Except for 0, 1, and 2, the units have 2 forms according to whether they finish the full number (1st form in the list below) or are followed by anything:
0: тэг (never used in law)
1: нэг
2: хоёр
3: гурав, гурван
4: дөрөв, дөрвөн
5: тав, таван
6: зургаа, зургаан
7: долоо, долоон
8: найм, найман
9: ес, есэн
The decades also have 2 forms according to whether they finish the full number (1st form in the list below) or are followed by anything:
10: арав, арван
20: хорь, хорин
30: гуч, гучин
40: дөч, дөчин
50: тавь, тавин
60: жар, жаран
70: дал, далан
80: ная, наян
90: ер, ерэн
The hundreds are just composed by the multiplicative unit followed by "зуу" if nothing follows or "зуун" if followed by anything.
The thousands are composed by the multiplicative decade and unit followed by "мянга".

The very first letter is capital, the other are small.

For examples:
201 344 = "Хоёр зуун нэг мянга гурван зуун дөчин дөрөв",
350 = "Гурван зуун тавь"
100 = "Нэг зуу"

A variant is to put everything in capital.

Ordinal numbers seems to be very used in contracts. Another variant (used in proper laws and in the Constitution of Mongolia) is to use the ordinal numbers instead of the cardinal numbers:
At the end of the cardinal number written in letters, is added, without any space inserted, it the suffix meaning "-th" (or "-st", "-nd", "-rd"), which is
"дугаар" if the last word contains the vowels "а", "ё", "о", "У" or "я"
"дүгээр" if the last word contains the vowels "е", "ө", "ү" or "э"
For examples:
201 344th = "Хоёр зуун нэг мянга гурван зуун дөчин дөрөвдүгээр",
350th = "Гурван зуун тавьдугаар"
100th = "Нэг зуудуугаар"

A variant of the variant is to use ordinal numbers in all capital letters.
The Mongolian Constitution uses both the latter system to number the chapters, and the ordinal numbers with only one capital letter to number the articles.
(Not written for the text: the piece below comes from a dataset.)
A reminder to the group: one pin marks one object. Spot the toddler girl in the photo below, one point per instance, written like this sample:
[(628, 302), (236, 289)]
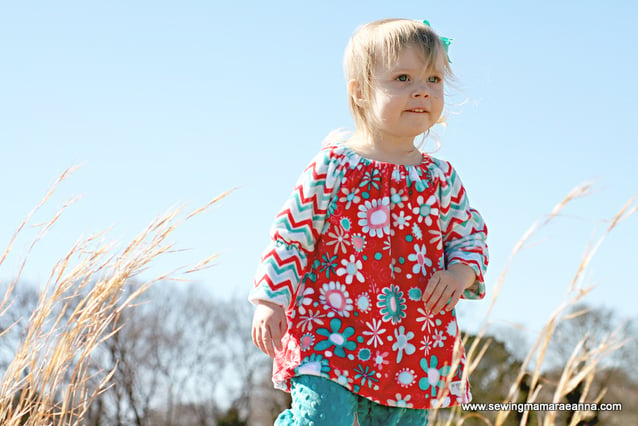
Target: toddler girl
[(355, 294)]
In French, specially in codes of law, it is common to number the first item "Ier" (meaning "premier"="first", an ordinal number), and then to use cardinal Roman numbers: Ier, II, III, IV etc.
See for instance
http://legifrance.gouv.fr/affichCode.do?cidTexte=LEGITEXT000005634379

A variant is to write "premier" in full letters, and the other numbers in Roman: premier, II, III, IV etc.
See for instance the chapters numeration there:
http://www.abbaye-saint-benoit.ch/saints/augustin/confessions/livre1.htm

Some French also have the habit to write, like the Mongolian parliament do, the full ordinal numbers in letters. This use to be the rule for printed books chapters. See for instance the books numeration (vertically, on the left) there:
http://www.abbaye-saint-benoit.ch/saints/augustin/confessions/livre1.htm

I can describe the French ordinal numeration if needed, but I think it is much easier to find that the Mongolian one.

I guess there are quite many other cultures where quite many lists are numbered by numbers written in letters.